Panting with haste, I rushed to the next door and forgot my lamp behind me. I went back for the lamp, then turned again to the exit. It had swung closed sometime during the night, pushing my shoe ahead of it. Water poured through the grille in its bottom, washing toward me. Frantically I worked the lock. As it released, the door leapt open—I narrowly avoided being hit in the face—and the water behind it surged in, pushing me backward. I swung my arms for balance, dropped the pry bar, and let it go. I waded upstream to the barred stone door between me and the antechamber to the maze where the water came in through the ceiling. Waves sloshed in the tiny room.
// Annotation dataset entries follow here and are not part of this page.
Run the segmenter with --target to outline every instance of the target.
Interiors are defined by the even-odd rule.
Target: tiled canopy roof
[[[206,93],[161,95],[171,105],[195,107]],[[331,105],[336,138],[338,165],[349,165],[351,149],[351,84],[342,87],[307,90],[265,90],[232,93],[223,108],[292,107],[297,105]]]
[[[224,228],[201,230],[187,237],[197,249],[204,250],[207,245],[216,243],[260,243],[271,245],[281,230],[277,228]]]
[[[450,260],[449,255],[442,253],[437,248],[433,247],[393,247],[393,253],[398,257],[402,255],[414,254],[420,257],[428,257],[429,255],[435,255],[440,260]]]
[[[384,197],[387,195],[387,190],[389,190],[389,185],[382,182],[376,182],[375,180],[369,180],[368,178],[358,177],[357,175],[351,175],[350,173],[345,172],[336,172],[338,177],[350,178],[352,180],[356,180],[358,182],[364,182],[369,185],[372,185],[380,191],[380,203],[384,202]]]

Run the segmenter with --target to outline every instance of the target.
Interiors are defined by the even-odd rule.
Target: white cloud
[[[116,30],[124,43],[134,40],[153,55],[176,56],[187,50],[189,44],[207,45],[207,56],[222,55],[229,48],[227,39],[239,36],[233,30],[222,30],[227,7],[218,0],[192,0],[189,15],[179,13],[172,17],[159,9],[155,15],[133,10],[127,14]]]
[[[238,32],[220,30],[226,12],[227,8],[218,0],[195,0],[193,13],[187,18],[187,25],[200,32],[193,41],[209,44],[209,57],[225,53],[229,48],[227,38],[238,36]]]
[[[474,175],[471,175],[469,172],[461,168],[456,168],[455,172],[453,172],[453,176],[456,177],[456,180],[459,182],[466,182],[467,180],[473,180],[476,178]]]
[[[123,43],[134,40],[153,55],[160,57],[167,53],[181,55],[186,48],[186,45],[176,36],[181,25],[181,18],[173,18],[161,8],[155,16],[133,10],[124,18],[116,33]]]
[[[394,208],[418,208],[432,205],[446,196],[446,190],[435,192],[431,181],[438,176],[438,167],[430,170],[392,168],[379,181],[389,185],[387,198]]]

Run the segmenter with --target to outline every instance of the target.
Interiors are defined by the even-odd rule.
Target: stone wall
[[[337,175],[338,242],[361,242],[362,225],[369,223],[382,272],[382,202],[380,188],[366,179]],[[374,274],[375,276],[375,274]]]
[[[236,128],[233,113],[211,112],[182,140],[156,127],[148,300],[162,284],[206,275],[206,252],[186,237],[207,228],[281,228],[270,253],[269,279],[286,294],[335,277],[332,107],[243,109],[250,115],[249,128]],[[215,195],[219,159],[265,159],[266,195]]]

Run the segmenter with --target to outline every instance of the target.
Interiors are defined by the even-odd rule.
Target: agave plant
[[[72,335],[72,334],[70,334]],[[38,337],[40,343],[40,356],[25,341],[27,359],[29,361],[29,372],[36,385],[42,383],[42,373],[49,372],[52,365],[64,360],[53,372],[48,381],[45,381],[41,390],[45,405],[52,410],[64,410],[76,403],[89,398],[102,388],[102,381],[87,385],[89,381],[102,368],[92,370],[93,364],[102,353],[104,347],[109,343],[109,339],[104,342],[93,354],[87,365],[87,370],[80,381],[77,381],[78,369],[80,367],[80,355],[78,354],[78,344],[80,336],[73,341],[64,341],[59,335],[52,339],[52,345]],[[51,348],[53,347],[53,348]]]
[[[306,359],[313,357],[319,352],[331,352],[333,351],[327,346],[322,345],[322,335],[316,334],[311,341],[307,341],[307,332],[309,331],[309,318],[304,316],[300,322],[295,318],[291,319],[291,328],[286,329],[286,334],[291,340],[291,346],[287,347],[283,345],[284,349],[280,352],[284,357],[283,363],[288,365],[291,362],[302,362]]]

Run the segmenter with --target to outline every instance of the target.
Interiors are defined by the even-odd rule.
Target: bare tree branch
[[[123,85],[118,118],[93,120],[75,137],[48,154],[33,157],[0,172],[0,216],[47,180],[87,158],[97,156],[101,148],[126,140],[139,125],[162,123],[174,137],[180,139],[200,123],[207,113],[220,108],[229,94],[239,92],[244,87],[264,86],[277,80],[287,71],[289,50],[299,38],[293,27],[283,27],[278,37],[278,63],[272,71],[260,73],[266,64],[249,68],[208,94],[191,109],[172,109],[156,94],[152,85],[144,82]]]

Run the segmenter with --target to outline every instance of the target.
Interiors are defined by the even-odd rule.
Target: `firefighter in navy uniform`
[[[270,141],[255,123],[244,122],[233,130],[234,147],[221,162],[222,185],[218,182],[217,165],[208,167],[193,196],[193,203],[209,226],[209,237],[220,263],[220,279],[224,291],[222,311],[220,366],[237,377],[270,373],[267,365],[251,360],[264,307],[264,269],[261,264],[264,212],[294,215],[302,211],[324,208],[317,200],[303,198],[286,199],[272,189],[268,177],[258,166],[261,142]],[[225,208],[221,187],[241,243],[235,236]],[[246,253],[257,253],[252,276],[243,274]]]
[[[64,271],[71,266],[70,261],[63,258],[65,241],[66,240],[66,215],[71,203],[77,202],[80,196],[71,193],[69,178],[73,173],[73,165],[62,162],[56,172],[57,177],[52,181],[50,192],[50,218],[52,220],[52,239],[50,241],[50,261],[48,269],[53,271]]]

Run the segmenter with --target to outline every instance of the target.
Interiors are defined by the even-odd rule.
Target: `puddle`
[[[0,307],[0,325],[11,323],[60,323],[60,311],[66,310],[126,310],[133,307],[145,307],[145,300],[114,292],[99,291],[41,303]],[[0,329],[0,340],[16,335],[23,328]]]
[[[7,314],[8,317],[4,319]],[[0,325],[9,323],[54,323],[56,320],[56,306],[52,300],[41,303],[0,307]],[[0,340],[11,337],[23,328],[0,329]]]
I lifted the locking bar on the door and opened it, then edged my way along the wall of the antechamber and down the stairs. The water was still only five or six inches deep, but it had backed up against the door at the bottom where its path was restricted to the narrow slits in the door. With the strength that comes from terror I pulled the door open, against the force of the water; then the water and I both rushed out over the threshold. The door slammed behind me with force enough to break bones.
I landed on my hands and knees in the pool below and got up soaked and spluttering. I’d been wet all night, and I felt like a fool. The panic was gone. The maze behind me wouldn’t be full for hours yet. I could hardly have drowned in six inches of water.
As I waded toward shore, it was easy to imagine how undignified my arrival in the pool must have looked from the riverbank. There was no sun in the sky, but the world was twilight gray. In an hour it would be dawn.